Anther issue worth pointing out since those charts were pasted in, is that the displayed call trees can be extremely misleading (this is mainly discussed in #112). For example, in the 20-deep chart above roughly 1/3 of the area in the 20 deep icicle chart is completely bogus! This part of the visual is pretty much completely wrong and misleading:

image

This is because this particular profile has a call in it with significantly different branching, and it is called from many places. Sometimes it exits early, sometimes it does a lot. The lack of information on the cProfile output forces snakeviz to assume all calls branch in the same way, and it stamps out the same call tree for every single call. This would be true, even if said function exits early 99% of the time and takes 10 minutes 1% of the time. A squaremap based display (like runsnakerun) would technically have the same limitation with the call tree hierarchy, but since the primary display intent is portioning relative call-time, it is much less of a problem.
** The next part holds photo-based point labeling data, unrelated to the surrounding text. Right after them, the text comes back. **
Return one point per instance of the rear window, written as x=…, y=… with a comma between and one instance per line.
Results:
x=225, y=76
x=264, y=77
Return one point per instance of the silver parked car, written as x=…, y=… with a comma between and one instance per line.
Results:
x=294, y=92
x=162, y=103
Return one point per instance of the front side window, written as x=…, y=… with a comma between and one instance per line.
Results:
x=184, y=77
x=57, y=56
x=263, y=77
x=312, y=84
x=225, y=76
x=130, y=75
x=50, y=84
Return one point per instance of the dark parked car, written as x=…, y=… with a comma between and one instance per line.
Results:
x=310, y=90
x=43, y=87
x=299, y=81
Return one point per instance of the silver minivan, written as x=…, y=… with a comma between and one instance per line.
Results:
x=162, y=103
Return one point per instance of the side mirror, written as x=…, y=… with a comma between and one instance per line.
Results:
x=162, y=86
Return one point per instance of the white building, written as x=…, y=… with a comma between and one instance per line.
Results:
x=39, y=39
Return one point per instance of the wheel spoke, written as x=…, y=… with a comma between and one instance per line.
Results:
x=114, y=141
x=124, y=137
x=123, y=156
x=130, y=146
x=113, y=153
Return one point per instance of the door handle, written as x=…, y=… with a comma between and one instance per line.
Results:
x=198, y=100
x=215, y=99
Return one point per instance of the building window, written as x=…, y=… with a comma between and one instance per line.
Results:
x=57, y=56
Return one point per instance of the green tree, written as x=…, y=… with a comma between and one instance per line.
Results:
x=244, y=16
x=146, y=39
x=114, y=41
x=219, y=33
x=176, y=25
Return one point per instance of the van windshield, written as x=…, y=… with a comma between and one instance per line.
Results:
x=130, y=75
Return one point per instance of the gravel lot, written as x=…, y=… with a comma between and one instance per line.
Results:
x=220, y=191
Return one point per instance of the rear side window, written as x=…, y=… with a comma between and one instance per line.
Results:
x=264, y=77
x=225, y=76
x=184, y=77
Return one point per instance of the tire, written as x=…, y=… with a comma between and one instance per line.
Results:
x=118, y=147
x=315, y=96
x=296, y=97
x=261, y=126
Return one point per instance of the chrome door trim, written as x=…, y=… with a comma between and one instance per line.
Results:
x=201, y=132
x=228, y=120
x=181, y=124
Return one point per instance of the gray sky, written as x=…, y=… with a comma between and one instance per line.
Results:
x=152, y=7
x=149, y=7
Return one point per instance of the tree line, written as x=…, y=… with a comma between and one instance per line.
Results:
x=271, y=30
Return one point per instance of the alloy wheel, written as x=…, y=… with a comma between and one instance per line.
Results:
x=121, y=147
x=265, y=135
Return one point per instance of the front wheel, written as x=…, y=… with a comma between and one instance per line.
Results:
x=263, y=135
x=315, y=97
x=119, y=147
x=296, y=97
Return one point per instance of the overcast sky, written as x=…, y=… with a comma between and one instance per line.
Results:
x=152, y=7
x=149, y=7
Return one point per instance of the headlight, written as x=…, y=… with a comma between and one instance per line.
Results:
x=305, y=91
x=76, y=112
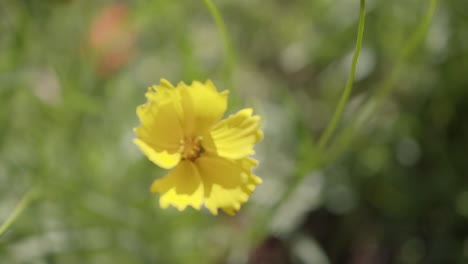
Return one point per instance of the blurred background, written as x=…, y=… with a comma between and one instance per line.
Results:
x=391, y=186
I don't have a squaremap comparison for the above example, but here is an old one showing a similar case (with psycopg2 and sqlalchemy) that demonstrates the prioritization on relative total time for a call, while preserving available call tree information:

image

The most obvious thing there is that you can see where most of the time is being spent at a low level.
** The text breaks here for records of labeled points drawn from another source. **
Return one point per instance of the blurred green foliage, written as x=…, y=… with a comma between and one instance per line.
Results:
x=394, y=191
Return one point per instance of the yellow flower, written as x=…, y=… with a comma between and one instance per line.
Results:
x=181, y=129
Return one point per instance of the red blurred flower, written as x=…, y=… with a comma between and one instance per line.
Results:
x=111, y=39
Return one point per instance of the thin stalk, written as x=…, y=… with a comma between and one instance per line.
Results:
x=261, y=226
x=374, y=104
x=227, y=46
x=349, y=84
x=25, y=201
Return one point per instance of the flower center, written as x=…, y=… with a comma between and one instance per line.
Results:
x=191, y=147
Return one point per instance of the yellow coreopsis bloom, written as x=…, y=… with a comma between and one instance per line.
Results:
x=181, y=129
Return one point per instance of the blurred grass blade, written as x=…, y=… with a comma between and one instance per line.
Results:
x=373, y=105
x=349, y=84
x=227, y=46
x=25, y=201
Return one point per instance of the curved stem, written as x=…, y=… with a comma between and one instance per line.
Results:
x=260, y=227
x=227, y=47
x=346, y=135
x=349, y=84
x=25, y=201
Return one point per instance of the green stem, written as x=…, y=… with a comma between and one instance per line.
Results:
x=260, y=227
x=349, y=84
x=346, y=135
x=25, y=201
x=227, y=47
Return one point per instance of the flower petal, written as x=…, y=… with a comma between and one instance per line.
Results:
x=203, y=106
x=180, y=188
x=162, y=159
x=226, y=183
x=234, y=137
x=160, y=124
In summary: A squaremap would be an awesome addition to snakeviz. 😄

jiffyclub commented 3 years ago

Heads up that I do have this at the top of my list of additions to snakeviz, but I think it requires updating D3 a couple versions and there have been some significant changes to the API that affect snakeviz, so I expect it to take a while to work through that. But hopefully we'll get there!